Overview
Something I did with a friend of mine as an example of a distributed system for an University course.
A threat intelligence sharing network with RAFT consensus algorithm and LLM generated executive summaries of threat data.
A federated service (that can be switched to another instance) collects data from known threat feeds, manages LLM connections and connects nodes to network. Nodes within network implement their own threat feed integrations and share that data with each other, operating independently even in cases where federated services are down.
All the performance critical components were written in Rust, and rest was done using Python.
Features
- Single feed aggregator reading from known threat intelligence sources.
- Communication: Secure channels (TLS) and message queues for multi-organization data.

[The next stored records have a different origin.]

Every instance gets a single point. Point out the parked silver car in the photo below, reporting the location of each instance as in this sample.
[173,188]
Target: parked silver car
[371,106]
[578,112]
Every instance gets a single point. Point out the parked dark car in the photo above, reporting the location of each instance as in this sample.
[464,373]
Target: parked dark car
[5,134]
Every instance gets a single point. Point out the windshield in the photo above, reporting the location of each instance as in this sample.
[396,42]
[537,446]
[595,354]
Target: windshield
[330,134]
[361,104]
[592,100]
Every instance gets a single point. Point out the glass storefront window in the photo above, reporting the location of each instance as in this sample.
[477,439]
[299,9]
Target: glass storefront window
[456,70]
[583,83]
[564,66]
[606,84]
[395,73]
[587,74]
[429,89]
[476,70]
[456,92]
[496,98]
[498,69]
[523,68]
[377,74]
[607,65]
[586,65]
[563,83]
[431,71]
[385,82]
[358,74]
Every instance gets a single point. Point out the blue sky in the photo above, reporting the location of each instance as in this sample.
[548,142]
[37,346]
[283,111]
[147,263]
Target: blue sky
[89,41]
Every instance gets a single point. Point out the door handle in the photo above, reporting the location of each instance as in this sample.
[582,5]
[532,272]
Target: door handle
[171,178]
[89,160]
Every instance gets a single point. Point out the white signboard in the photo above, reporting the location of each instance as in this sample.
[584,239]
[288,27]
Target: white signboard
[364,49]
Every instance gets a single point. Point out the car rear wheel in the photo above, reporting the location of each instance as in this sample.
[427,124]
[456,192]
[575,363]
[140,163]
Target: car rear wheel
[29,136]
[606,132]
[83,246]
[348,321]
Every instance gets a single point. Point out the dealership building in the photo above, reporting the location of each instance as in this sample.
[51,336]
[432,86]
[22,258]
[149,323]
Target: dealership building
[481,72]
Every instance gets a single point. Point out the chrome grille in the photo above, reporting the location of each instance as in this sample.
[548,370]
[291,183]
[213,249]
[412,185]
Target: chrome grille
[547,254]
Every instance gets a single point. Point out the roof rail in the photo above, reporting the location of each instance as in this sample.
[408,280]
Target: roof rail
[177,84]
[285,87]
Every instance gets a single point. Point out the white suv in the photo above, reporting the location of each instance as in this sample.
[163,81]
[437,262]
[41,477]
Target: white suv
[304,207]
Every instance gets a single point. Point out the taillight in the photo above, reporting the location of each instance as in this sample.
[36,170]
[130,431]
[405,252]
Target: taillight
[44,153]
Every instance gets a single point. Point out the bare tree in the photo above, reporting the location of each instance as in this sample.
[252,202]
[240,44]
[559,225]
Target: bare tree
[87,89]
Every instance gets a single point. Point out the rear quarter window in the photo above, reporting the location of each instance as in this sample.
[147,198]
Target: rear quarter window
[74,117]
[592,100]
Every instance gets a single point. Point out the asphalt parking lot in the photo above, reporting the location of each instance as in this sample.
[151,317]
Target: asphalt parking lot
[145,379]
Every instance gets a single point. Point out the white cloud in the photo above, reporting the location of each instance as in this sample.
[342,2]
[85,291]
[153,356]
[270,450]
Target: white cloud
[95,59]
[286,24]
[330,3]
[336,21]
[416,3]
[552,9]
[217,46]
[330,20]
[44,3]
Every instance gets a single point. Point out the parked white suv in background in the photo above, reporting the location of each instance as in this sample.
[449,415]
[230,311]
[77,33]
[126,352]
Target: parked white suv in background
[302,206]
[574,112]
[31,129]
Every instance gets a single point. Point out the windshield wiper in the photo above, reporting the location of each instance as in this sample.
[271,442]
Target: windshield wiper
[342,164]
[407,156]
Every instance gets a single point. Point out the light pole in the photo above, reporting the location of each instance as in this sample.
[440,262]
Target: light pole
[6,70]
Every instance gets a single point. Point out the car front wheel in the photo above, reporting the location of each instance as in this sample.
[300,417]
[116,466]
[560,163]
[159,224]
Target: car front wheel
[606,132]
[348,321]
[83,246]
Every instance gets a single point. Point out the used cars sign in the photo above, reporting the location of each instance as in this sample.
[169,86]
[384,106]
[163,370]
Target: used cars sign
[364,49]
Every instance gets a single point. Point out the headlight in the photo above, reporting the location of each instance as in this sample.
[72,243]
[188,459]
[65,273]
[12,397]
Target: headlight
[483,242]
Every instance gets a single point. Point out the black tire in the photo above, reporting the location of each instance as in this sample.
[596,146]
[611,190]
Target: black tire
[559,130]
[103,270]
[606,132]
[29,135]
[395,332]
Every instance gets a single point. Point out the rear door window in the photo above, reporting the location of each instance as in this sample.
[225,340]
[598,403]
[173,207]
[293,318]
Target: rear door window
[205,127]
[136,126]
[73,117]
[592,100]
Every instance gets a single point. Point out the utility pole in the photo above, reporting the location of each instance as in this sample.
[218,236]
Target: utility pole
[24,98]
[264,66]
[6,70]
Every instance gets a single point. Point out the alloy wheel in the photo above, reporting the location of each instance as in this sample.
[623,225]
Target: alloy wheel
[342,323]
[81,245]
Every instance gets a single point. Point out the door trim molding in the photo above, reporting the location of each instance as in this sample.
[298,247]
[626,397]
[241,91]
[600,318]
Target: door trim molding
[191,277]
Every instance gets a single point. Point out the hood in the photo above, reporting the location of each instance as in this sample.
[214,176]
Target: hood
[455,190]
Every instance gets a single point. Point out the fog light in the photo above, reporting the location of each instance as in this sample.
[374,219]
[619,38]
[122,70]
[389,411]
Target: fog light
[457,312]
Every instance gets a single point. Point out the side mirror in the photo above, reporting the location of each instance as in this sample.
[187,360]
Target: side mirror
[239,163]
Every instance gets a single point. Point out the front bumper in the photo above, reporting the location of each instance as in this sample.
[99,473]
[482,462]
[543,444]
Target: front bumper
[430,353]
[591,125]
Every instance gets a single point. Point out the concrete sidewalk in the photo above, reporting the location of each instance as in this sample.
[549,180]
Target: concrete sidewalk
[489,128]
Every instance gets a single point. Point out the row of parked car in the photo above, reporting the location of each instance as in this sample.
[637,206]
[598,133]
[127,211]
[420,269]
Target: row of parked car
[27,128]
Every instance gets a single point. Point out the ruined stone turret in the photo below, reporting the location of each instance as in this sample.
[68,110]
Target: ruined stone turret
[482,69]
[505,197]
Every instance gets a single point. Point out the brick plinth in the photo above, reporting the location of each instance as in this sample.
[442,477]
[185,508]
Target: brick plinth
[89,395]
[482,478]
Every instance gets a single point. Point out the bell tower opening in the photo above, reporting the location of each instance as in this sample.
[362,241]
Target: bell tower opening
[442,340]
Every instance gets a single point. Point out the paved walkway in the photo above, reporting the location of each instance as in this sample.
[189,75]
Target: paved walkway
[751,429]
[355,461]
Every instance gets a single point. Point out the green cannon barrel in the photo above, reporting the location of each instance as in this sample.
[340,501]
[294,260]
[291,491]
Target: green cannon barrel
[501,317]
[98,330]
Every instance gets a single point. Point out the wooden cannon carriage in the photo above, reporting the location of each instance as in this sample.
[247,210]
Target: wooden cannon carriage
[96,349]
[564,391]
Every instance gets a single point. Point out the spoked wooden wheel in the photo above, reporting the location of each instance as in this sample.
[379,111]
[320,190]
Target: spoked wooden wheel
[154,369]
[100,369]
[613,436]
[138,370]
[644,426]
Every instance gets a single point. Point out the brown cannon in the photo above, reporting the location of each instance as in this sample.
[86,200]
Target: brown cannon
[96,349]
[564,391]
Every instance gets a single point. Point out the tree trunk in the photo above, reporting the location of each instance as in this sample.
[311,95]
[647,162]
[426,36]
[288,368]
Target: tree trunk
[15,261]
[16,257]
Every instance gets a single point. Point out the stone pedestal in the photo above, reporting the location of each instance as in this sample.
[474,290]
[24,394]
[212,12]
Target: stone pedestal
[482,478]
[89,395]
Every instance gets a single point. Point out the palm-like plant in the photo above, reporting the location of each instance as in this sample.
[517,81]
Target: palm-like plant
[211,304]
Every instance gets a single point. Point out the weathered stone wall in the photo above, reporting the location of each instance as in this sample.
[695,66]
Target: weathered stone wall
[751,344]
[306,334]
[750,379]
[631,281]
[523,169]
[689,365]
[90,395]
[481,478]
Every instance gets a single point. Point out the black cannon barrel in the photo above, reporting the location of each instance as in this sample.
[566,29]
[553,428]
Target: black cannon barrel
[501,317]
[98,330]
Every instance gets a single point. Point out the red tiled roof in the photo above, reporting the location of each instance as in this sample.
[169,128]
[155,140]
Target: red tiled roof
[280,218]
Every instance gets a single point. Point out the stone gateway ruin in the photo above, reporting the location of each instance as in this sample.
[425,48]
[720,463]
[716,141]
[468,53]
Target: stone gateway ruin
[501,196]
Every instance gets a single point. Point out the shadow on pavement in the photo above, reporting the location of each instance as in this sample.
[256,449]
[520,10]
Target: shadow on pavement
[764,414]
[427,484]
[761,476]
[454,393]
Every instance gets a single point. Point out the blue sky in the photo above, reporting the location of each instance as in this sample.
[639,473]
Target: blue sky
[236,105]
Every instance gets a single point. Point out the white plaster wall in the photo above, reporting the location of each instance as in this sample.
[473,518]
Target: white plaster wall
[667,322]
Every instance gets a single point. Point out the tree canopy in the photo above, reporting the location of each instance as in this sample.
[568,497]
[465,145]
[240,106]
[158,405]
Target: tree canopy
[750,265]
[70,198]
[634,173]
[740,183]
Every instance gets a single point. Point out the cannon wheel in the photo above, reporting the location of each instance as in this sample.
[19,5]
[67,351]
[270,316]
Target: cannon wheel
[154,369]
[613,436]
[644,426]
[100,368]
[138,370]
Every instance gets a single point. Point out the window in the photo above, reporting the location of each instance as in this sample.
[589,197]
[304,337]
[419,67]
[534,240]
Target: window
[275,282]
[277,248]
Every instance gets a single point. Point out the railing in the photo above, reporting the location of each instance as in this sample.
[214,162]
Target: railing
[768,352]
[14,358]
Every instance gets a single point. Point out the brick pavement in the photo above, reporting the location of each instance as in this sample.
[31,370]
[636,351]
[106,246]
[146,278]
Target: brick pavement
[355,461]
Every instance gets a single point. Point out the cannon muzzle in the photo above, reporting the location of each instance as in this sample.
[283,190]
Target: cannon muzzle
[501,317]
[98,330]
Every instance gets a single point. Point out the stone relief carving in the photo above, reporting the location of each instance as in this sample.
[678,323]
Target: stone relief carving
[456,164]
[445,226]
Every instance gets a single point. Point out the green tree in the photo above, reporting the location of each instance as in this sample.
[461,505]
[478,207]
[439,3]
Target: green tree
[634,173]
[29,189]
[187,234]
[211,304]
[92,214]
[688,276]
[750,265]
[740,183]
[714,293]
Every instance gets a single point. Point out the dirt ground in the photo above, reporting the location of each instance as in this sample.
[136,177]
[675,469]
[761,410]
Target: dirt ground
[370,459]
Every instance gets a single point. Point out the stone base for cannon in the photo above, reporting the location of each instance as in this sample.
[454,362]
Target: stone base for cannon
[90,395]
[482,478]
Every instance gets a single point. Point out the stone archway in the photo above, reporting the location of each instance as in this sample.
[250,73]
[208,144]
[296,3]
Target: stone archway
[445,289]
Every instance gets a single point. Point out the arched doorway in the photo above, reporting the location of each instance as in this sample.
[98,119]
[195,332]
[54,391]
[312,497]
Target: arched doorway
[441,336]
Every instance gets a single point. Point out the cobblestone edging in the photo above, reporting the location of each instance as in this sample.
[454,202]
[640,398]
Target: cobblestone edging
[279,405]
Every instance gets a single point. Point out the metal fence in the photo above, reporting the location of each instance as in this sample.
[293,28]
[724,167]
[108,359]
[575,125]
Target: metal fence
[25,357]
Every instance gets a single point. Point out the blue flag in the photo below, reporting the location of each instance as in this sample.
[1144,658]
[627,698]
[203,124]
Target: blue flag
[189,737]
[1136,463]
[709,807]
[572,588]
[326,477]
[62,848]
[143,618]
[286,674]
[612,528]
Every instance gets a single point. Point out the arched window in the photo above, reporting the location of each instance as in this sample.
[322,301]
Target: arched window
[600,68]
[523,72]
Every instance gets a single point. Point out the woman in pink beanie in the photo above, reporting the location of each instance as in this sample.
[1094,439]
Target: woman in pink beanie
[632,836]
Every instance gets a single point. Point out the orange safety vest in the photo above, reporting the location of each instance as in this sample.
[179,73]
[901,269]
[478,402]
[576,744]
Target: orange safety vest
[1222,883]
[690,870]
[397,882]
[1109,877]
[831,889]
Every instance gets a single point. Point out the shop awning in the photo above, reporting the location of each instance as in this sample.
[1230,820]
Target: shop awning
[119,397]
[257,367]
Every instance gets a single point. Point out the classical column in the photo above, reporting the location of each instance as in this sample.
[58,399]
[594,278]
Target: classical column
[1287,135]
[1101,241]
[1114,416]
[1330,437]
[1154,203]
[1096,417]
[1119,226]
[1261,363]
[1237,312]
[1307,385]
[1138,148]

- Time & Consensus: Achieve consensus on new threat indicators to prevent tampering
- Non-Functional Requirements: High reliability, robust security and scalability
- Replication and consistency: Maintain identical threat databases at all participant nodes
- Resource management & Scheduling: Balance load for analyzing huge logs from each partner
- System Architecture: Microservices for data ingestion, verification, distribution etc.
- Middleware: Role-based access control, encryption, logging
- Big Data Processing: Analyze large scale threat patterns historically
- LLM features: generate executive summaries of the most recent threats
- Edge-Cloud Continuum: Local threat detection at each organization’s edge; aggregated intelligence in the cloud
Cluster
Following Kubernetes cluster was used during development:
Components
| Component | Description |
|---|
| ArgoCD | Continuous delivery tool for managing Kubernetes deployments |
| Cilium | Networking and security plugin for Kubernetes |
| Grafana | Dashboard and visualization platform for monitoring |
| MongoDB | Document-based NoSQL database for storing data |
| Prometheus | Monitoring and alerting system for clusters |
| etcd | Consensus on threat data |
| Rook Ceph Cluster | Manages a Ceph storage cluster for distributed persistent storage |
| Rook Operator | Operator for orchestrating Ceph cluster operations |
| Threat Processor | Processes threat intelligence data for analysis |
| Threat Reporting | Generates reports on detected security threats |
| Node Core | Handles communication between nodes and consumes data |
| Node Edge | Generates data and sends it to node core |
Architecture
Sadly architecture diagrams have been lost in time, but essentially the system consists of Federated Services and Nodes.
Federated Services
Federated Services can be considered as a “service provider” part of the system.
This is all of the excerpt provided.